Things looked brighter then, less than a decade after the Iron Curtain collapsed and relations between Moscow and the West had thawed. Today, with thousands of Ukrainians sheltering in bunkers across the country and with millions forced from their homes, the document appears to be a dead letter.
When the act was signed, the post-Cold War period was ushering in a time of defence spending cuts as the threat from Moscow receded. NATO and Russia made important pledges on arms control and improved transparency about their military activities.
Most importantly, they committed to limit the deployment of their forces in Europe.

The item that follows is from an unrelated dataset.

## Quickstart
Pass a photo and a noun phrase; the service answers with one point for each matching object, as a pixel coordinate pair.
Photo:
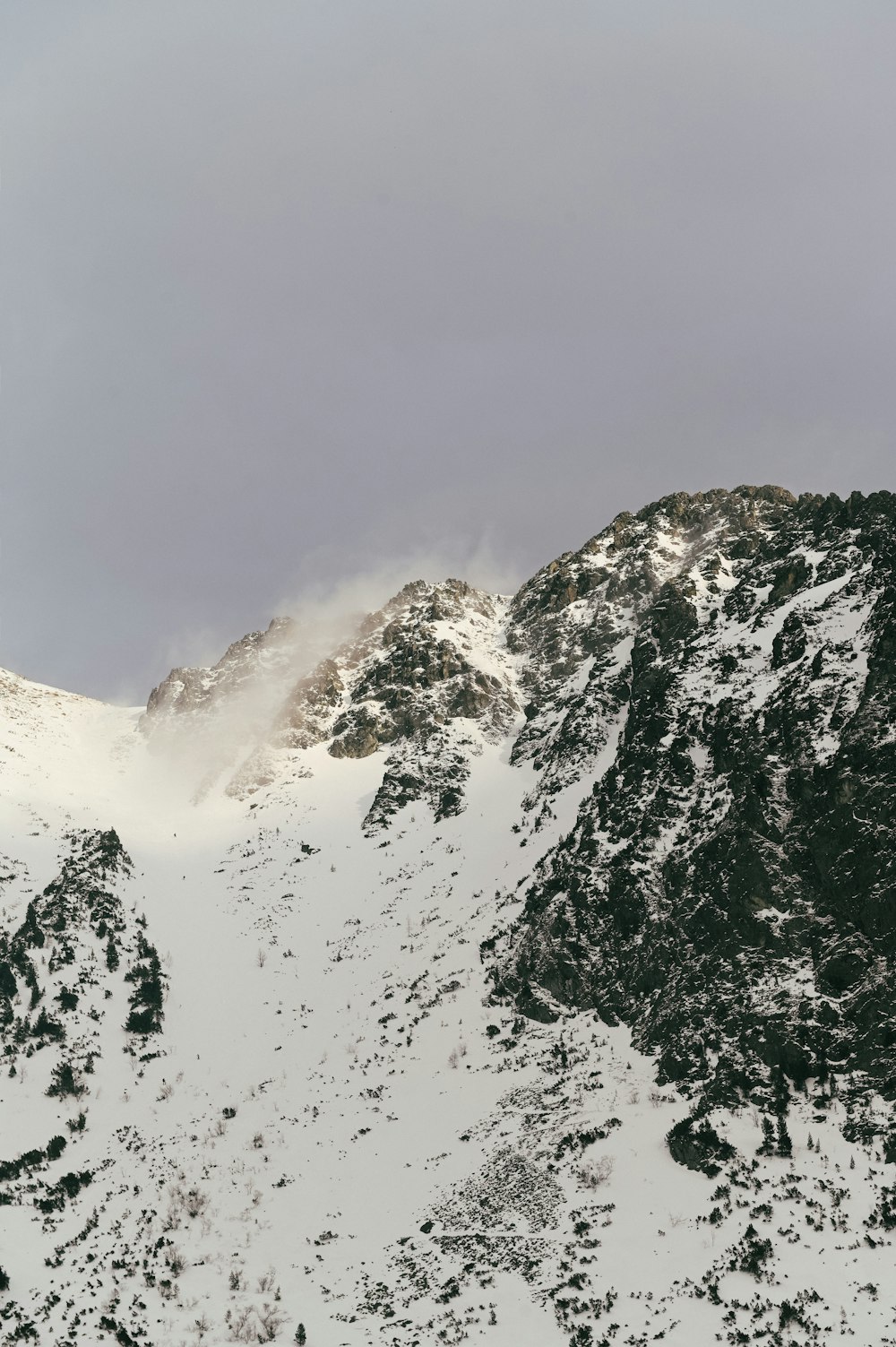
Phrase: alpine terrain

On Wednesday, lamenting Russia’s “brutal invasion” of Ukraine, NATO Secretary-General Jens Stoltenberg said that Europe’s biggest land war in decades will “change our security environment” and will have “long-lasting consequences for our security, and for all NATO allies.”
In talks at NATO’s Brussels headquarters, US Defence Secretary Lloyd Austin and his counterparts are weighing what defences to set up on the organisation’s eastern flank, from Estonia in the north through Latvia, Lithuania and Poland down to Bulgaria and Romania on the Black Sea.
The aim is to deter President Vladimir Putin from ordering an invasion any of the 30 allies; not just for the duration of this war but for the next 5-10 years. Before launching it, Putin had demanded that NATO stop expanding and withdraw its forces from the east. The opposite is happening.
“We are reinforcing our collective defence – hundreds of thousands of troops on heightened alert, 100,000 US troops in Europe, and then 40,000 troops under direct NATO command, mostly in the eastern part of the alliance, supported by naval and air forces,” Stoltenberg said.
The ministers are expected to task NATO military commanders with drawing up options for stationing troops more permanently and in greater number in the east – unlike the rotating battle groups totaling around 5,000 troops that were deployed to the Baltic states and Poland in recent years.
Those options will be studied by NATO leaders at their next major summit in Madrid in June.
The opinion of US President Joe Biden and his NATO counterparts, who will also meet in Brussels next week, about the state of the NATO-Russia Founding Act could not be clearer.
In a statement last month, the leaders said that Russia’s actions are “a flagrant rejection of the principles enshrined in the NATO-Russia Founding Act: it is Russia that has walked away from its commitments under the Act.” “President Putin’s decision to attack Ukraine is a terrible strategic mistake, for which Russia will pay a severe price, both economically and politically, for years to come,” they said.